Why do you think Colunga has chosen this specific combination of forms for this sculpture?

Sculpture Map #28 – Woodland Area + Trails

Alejandro Colunga
Silla, Casa para Palomas (Chair, House for Doves), 2001
Unique bronze assembly
Total installation: diameter 16.75’ x 25’
Extended Loan, Private Collection

Alejandro Colunga’s work is characterized by an attraction to the unexplainable, to unusual situations, to fantasy, and to transformation, especially of animate to inanimate forms as seen in this unique installation. A tiny table with human legs and feet is dominated by an enormous “chair/person” with snake-like legs, a curving spine leading to very human buttocks, and a small mask-like head. Small openings at the bottom of the chair permit natural wildlife or perhaps the whimsical creature with a matching tail and snout to wander in and out. Openings at the top of the chair allow the wind to whistle through, or to create a home for doves, as indicated by the title. Six forms with sarcophagus-like bodies and fantastic heads, sprung from the artist’s imagination, surround the table and chair. Are they there for protection? For conversation? To pay homage?
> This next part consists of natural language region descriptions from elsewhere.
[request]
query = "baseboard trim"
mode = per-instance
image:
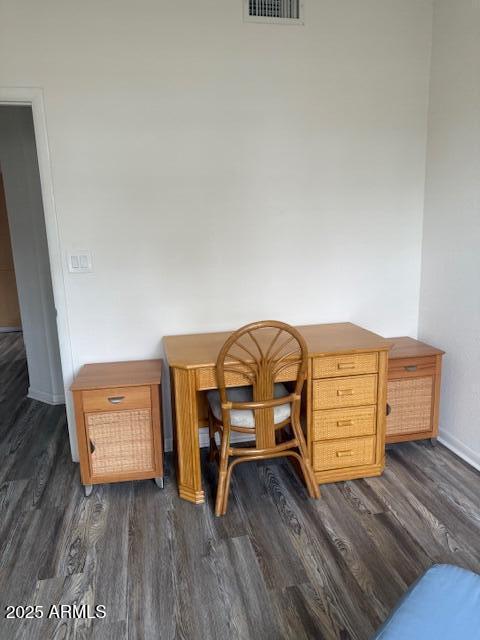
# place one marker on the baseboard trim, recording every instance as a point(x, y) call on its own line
point(204, 439)
point(48, 398)
point(460, 449)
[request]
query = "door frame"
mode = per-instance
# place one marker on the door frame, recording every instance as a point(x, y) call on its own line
point(33, 97)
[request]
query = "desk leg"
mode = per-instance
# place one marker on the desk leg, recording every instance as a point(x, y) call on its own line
point(188, 447)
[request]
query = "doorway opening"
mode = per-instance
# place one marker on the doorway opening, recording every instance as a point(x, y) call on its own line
point(30, 362)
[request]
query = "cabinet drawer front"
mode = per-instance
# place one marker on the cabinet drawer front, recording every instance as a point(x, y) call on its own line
point(338, 454)
point(344, 392)
point(331, 424)
point(120, 442)
point(411, 405)
point(116, 399)
point(347, 365)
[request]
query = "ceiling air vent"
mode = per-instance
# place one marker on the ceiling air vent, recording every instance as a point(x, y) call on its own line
point(274, 11)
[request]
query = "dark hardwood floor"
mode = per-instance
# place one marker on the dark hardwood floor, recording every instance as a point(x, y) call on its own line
point(279, 565)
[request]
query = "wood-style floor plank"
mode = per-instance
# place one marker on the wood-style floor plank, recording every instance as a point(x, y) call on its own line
point(278, 566)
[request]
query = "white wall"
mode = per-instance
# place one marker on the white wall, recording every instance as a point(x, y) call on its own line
point(211, 165)
point(450, 297)
point(18, 158)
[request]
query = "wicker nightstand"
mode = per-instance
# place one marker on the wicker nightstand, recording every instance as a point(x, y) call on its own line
point(413, 395)
point(119, 428)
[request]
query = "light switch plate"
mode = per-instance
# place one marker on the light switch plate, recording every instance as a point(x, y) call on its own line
point(80, 262)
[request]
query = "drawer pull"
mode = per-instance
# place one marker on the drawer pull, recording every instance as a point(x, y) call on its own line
point(346, 365)
point(344, 392)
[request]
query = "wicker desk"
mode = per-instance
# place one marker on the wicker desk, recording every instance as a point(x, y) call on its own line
point(345, 400)
point(117, 410)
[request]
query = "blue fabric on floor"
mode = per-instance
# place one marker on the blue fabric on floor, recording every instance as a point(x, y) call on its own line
point(444, 604)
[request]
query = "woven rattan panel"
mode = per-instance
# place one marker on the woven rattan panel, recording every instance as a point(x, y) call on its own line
point(410, 400)
point(122, 441)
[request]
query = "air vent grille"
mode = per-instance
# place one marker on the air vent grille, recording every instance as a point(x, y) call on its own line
point(283, 11)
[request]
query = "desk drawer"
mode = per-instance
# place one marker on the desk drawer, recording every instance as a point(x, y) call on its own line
point(347, 365)
point(338, 454)
point(116, 399)
point(331, 424)
point(334, 393)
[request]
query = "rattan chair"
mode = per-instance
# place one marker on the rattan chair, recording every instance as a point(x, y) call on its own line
point(257, 355)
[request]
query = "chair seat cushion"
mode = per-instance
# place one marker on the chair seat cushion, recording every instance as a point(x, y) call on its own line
point(444, 604)
point(246, 417)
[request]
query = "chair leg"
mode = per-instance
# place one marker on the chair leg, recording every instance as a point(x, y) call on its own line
point(211, 432)
point(226, 492)
point(222, 475)
point(308, 474)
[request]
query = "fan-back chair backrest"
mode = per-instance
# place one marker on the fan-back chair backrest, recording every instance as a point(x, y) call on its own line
point(261, 354)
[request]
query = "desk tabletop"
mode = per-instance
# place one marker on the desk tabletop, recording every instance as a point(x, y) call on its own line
point(201, 349)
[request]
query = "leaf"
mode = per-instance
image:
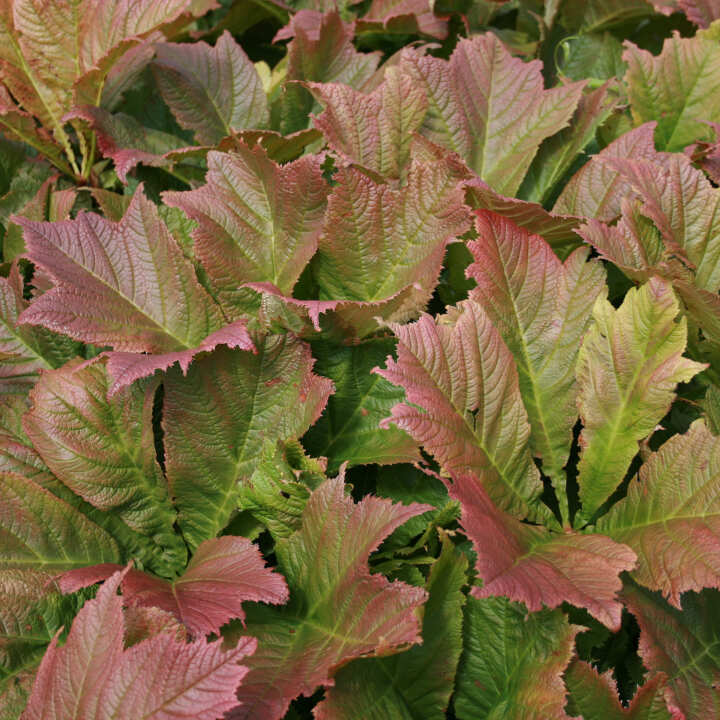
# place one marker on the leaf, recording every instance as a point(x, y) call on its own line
point(257, 221)
point(104, 450)
point(541, 308)
point(92, 677)
point(629, 364)
point(490, 108)
point(671, 516)
point(416, 683)
point(597, 189)
point(348, 431)
point(464, 405)
point(595, 697)
point(677, 89)
point(373, 130)
point(685, 645)
point(211, 91)
point(38, 531)
point(217, 419)
point(512, 662)
point(528, 564)
point(338, 611)
point(222, 574)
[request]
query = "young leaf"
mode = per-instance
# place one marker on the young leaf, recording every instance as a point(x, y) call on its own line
point(93, 678)
point(683, 644)
point(671, 516)
point(595, 697)
point(512, 662)
point(464, 405)
point(629, 364)
point(257, 221)
point(217, 419)
point(541, 308)
point(490, 107)
point(338, 612)
point(677, 89)
point(348, 430)
point(222, 574)
point(416, 683)
point(211, 91)
point(373, 130)
point(104, 451)
point(531, 565)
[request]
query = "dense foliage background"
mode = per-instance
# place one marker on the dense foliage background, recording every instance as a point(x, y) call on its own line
point(360, 359)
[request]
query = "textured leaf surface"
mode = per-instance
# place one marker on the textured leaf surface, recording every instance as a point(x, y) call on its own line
point(91, 676)
point(257, 221)
point(528, 564)
point(416, 683)
point(373, 130)
point(596, 190)
point(677, 89)
point(211, 91)
point(542, 308)
point(103, 450)
point(683, 644)
point(348, 430)
point(671, 516)
point(512, 662)
point(595, 697)
point(490, 108)
point(629, 364)
point(217, 419)
point(464, 405)
point(338, 611)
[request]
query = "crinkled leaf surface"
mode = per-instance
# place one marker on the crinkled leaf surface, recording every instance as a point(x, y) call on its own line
point(338, 610)
point(464, 405)
point(257, 221)
point(416, 683)
point(211, 90)
point(678, 89)
point(529, 564)
point(671, 515)
point(348, 430)
point(103, 450)
point(542, 308)
point(629, 364)
point(490, 107)
point(217, 419)
point(512, 662)
point(683, 644)
point(92, 677)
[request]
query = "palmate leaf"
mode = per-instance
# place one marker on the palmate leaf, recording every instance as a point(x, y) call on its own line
point(338, 610)
point(682, 644)
point(257, 221)
point(92, 678)
point(218, 418)
point(416, 683)
point(629, 364)
point(678, 89)
point(490, 108)
point(348, 431)
point(529, 564)
point(222, 574)
point(595, 697)
point(671, 516)
point(541, 308)
point(104, 450)
point(512, 663)
point(464, 405)
point(127, 285)
point(211, 91)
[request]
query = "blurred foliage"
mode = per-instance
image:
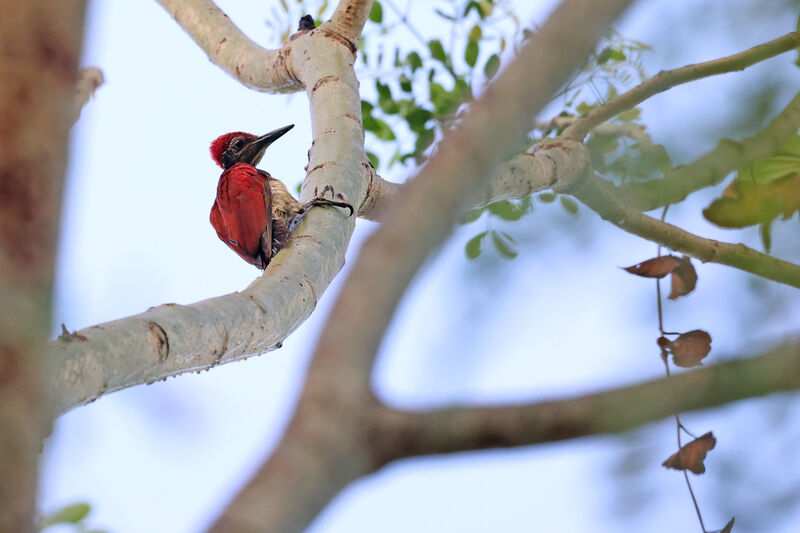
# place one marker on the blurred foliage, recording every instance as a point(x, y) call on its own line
point(73, 515)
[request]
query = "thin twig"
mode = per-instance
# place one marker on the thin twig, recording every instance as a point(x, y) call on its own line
point(602, 197)
point(667, 79)
point(713, 167)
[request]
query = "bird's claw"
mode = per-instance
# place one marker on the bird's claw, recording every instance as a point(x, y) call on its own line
point(337, 199)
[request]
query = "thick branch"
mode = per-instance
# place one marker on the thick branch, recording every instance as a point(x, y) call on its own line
point(603, 198)
point(714, 166)
point(39, 51)
point(400, 434)
point(171, 339)
point(320, 452)
point(667, 79)
point(231, 50)
point(349, 18)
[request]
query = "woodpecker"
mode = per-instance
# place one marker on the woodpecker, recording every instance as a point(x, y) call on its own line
point(254, 213)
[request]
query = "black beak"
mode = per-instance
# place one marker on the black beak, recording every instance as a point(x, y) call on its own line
point(254, 150)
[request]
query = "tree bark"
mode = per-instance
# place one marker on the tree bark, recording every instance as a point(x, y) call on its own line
point(39, 51)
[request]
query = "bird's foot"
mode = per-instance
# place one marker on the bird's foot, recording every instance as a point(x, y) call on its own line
point(337, 200)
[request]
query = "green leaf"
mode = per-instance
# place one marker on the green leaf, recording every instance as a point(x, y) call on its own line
point(473, 5)
point(414, 61)
point(385, 100)
point(383, 90)
point(424, 140)
point(405, 83)
point(437, 50)
point(630, 115)
point(506, 210)
point(547, 197)
point(378, 127)
point(384, 131)
point(492, 66)
point(473, 247)
point(609, 54)
point(417, 118)
point(475, 34)
point(471, 216)
point(765, 232)
point(570, 205)
point(444, 15)
point(584, 107)
point(771, 168)
point(792, 145)
point(503, 246)
point(71, 514)
point(471, 53)
point(376, 13)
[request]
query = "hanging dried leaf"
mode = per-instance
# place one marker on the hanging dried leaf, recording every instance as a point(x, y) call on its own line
point(684, 278)
point(690, 348)
point(691, 455)
point(658, 267)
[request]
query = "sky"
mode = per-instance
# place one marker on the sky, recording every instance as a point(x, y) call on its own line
point(562, 319)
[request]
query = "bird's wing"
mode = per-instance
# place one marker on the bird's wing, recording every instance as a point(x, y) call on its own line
point(241, 213)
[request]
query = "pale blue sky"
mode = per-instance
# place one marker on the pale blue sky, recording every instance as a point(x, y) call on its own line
point(561, 319)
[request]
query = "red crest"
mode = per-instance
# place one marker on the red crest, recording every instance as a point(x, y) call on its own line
point(221, 143)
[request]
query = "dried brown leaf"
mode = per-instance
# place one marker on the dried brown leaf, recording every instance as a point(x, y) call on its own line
point(691, 455)
point(727, 529)
point(657, 267)
point(690, 348)
point(684, 278)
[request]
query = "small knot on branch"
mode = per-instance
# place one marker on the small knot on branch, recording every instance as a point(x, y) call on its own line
point(306, 23)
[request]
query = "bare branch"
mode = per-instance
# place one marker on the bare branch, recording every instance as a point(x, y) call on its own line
point(171, 339)
point(667, 79)
point(89, 79)
point(603, 198)
point(400, 434)
point(714, 166)
point(349, 18)
point(39, 51)
point(636, 132)
point(551, 164)
point(322, 440)
point(231, 50)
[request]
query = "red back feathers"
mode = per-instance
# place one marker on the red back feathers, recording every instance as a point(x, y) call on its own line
point(221, 143)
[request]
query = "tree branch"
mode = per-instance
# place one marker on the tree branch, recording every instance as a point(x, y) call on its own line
point(349, 18)
point(402, 434)
point(552, 164)
point(171, 339)
point(320, 451)
point(667, 79)
point(714, 166)
point(89, 79)
point(231, 50)
point(602, 197)
point(39, 51)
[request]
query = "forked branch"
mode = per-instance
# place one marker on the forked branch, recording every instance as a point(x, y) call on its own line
point(667, 79)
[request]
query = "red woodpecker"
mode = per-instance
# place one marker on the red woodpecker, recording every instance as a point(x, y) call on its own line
point(254, 213)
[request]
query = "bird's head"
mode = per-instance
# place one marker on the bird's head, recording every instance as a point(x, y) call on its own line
point(240, 147)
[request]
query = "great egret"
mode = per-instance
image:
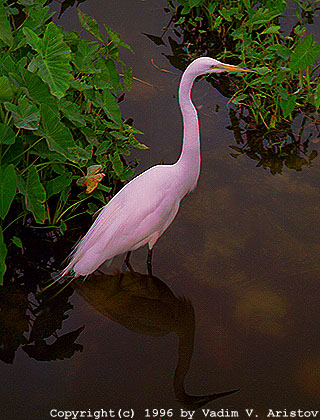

Next to the chair is Stairway to Heaven, a chair/stairway transforming into something almost human (or is it the other way around?), shod in long, narrow, carefully laced shoes. Its spinal column and buttocks connect it as another person-object to the Chair. A hand with ears begins the climb up the stairs, three turtles morphing into humans, or vice-versa, continue the climb, to be greeted by a tiny mouse-like creature, its hands clasped.

For Colunga, these surrealistic anthropomorphic statures with human legs and feet, or “people-objects” represent a magician (Mago) transforming himself into a chair, and are intended to be enjoyed and interacted with. Very  unusually, Colunga likes his art to be sat on and  touched, stating “ I love it when people are drawn to one of my works and want to touch it or sit on it, since touch is the most intimate and universal sense we have.” Get close to these sculptures, marvel at the extraordinary variety of shapes textures and colors in the bronze patina, and enjoy the multiplicity of personages and details that increase not only questions but also wonder and magic about these visitors from Colunga’s imagination.

 

Alejandro Colunga, b. 1948 – Born in Guadalajara, Mexico and trained as an architect, but became a self-taught artist – a painter and sculptor. He works in the Latin American tradition of surrealism and fantasy, and is considered part of the movement known as Nueva Mexicanidad.  His work has been shown in a number of exhibitions in the United States, Mexico, Europe, and South America. The imagery in much of his work is drawn from popular art traditions in Mexico – folk art, folk stories he heard as a child, his experience working in a circus, his Catholic upbringing. He has studied in the workshops of master artisans in Mexico and often uses traditional techniques in his ceramics and wood sculptures.